If the 80s remain the era of Margaret Thatcher more than they are the era of free-market capitalism and the 00s more Tony Blair than New Labour, then the years of the coalition government are memorable for the demise of Nick Clegg whose political career was derailed by the necessities of practical government. If Cleggmania remains the high-water mark for a better kind of politics, then the man himself is now an indicator of how far the tide has receded.
It is difficult to think of a modern British politician who has fallen further. Ed Balls was never Chancellor so his emergence on the dance floor was never too shocking. David Miliband disappeared into a US-based charity, preserving his reputation should he ever re-emerge. If Michael Heseltine had ever appeared on our screens selling car insurance, then that might have been equivalent to our former Deputy Prime Minister joining Facebook in October 2018 to become their Vice-President in charge of Global Affairs and Communications.

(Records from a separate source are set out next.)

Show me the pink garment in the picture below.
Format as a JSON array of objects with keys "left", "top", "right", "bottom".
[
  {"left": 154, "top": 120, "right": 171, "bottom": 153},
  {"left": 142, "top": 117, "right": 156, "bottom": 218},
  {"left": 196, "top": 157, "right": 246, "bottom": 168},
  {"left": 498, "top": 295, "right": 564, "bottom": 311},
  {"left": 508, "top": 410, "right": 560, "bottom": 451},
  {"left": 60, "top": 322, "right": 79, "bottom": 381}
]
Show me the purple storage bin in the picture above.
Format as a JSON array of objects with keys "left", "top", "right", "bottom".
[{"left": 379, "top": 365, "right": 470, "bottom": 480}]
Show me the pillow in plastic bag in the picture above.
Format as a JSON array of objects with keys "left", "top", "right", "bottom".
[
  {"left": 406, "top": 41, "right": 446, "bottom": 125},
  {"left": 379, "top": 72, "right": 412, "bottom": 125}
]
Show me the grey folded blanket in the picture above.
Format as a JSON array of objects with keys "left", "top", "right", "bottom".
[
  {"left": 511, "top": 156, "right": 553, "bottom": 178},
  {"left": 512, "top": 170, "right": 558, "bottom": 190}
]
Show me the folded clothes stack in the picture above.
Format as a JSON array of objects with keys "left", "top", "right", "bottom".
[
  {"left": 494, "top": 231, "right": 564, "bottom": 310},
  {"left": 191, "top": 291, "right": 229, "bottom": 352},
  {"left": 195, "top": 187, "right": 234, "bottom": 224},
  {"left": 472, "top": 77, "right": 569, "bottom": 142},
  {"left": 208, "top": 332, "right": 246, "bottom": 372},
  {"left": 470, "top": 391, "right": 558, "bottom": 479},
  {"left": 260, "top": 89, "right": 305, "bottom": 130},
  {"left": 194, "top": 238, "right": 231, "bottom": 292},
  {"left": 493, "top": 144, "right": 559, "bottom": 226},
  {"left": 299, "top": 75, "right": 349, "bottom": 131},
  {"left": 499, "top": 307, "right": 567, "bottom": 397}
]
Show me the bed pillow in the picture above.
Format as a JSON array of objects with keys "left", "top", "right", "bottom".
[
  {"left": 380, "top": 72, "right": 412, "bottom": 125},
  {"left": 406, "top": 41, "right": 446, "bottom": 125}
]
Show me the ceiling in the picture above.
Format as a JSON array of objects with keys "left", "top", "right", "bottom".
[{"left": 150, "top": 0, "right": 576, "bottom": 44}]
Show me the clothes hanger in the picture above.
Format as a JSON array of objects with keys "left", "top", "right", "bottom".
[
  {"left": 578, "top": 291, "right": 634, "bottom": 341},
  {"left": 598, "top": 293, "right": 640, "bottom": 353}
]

The spectacle has not been dignifying; neither for Clegg nor the entire political class. Witness “Nick” in a memo to Facebook employees recently. “Social media turns traditional top-down control of information on its head,” he wrote with the same breezy confidence he had in 2010. The “old” has had its day and is merely being reactionary about the “new”. “Social media has enabled people to decide for themselves – posting and sharing content directly. This is both empowering for individuals – and disruptive to those who hanker after the top-down controls of the past, especially if they are finding the transition to the online world a struggle for their own businesses.”
It’s painful to read because it’s a reminder that the optimism of 2010 was the result of a cheap trick rendered by a particularly gifted mercenary who just happened to turn his skills towards his own ambitions. Now he presents himself as a truth-teller to Facebook executives but is nothing more than an apologist for an algorithm; an advocate on behalf of a complex piece of dumb code that elevates the risible over the reasonable.
It really is one of the saddest spectacles of recent political history.